Well, to see one way of doing it, make a numbered grid on a piece of paper, turn it over and fold each corner into the centre. You will see that you now have an unbrocken surface that with a little imagination, and stretching, could be inflated into a globe. Each edge wraps to itself thus
6x6 grid
along first edge, 1,1 wraps to 1,6 : 1,2 to 1,5 : 1,3 to 1,4
along second edge 1,1 to 6,1 : 2,1 to 5,1 : 3,1 to 4,1
along 3rd edge 6,1 to 6,6 : 6,2 to 6,5 : 6,3 to 6,4
along 4th edge 6,6 to 1,6 : 5,6 to 2,6 : 4,6 to 3,6
Probably a maths formula in there somewhere, and bound to have been worked out by someone so try a google for it.
If you stick with the standard mercator projection then each 'square' along the top and bottom rows should really wrap to any other square on that row.

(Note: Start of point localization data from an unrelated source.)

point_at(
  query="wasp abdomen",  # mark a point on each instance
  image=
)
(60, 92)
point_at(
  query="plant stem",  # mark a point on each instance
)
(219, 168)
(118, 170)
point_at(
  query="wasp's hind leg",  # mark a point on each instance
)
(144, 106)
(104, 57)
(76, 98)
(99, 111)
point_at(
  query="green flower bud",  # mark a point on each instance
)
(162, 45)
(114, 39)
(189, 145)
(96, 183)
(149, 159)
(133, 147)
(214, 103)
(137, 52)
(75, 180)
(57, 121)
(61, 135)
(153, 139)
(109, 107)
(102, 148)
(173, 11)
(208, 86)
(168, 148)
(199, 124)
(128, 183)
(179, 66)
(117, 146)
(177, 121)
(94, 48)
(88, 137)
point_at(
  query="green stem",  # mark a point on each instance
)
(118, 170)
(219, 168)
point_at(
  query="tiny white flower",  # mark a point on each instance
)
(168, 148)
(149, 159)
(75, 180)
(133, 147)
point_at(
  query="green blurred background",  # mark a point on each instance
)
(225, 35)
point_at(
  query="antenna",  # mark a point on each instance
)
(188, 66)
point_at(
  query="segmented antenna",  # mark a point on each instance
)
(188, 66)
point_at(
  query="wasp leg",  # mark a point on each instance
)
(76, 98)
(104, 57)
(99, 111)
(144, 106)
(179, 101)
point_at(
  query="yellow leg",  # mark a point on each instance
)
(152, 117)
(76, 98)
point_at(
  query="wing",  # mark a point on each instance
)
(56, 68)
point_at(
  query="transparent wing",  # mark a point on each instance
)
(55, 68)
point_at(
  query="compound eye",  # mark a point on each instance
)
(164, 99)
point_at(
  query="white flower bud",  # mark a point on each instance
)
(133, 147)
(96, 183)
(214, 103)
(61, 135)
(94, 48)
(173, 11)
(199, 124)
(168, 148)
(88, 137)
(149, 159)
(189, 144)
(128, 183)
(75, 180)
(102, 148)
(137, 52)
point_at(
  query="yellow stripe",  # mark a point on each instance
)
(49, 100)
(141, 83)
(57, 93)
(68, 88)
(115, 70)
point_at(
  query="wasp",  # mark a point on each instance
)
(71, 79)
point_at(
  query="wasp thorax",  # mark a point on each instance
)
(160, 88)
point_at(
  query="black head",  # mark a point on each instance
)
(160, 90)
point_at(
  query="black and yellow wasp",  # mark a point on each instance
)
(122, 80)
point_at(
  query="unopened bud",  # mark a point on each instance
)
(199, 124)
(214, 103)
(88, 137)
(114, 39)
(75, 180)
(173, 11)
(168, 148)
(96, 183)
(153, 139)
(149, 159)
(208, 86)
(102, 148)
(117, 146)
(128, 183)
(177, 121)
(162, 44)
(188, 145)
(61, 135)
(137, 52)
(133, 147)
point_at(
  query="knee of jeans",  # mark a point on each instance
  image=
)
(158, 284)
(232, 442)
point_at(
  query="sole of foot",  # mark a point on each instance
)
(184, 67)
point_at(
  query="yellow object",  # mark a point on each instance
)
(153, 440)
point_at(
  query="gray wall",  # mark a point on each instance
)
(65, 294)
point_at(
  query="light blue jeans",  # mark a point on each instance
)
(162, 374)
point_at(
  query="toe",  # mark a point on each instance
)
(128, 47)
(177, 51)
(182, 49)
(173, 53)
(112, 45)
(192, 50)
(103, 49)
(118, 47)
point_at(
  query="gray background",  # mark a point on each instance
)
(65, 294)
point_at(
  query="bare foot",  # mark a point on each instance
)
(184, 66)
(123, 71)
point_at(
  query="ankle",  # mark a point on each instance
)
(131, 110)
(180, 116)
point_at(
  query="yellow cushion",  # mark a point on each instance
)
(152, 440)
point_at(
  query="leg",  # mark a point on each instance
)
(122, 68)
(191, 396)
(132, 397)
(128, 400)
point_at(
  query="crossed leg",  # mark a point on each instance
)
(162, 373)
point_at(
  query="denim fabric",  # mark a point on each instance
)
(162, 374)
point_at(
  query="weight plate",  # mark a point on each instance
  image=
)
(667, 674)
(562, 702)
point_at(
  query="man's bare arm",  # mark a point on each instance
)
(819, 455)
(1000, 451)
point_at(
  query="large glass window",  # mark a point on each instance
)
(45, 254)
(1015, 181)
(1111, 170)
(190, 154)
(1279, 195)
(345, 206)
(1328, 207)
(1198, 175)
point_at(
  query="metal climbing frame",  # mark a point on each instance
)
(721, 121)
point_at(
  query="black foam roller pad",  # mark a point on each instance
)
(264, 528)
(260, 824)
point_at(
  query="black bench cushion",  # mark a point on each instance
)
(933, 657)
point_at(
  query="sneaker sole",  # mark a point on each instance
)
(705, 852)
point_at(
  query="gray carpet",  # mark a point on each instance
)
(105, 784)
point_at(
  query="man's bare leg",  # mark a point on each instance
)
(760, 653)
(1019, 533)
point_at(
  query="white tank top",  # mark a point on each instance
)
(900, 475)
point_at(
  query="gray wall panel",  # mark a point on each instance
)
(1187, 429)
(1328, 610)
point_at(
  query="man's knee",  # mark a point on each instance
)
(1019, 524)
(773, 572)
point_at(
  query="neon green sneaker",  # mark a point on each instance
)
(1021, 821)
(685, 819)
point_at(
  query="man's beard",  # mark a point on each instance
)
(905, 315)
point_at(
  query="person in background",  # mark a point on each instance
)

You could go for a cube and have a uniform shape and size of 'square'. The pyramid solution is just half a cube anyway. Still need 3 axes then to cover the face of the cube, and the wrap-mapping would have to be a static table rather than a calculated function.
For a realistic globe then hexagons and 3 axes will give the best fit. I don't know what the formula is for the number on a sphere, bound to be a limited number of possible totals for a complete sphere, so google for it.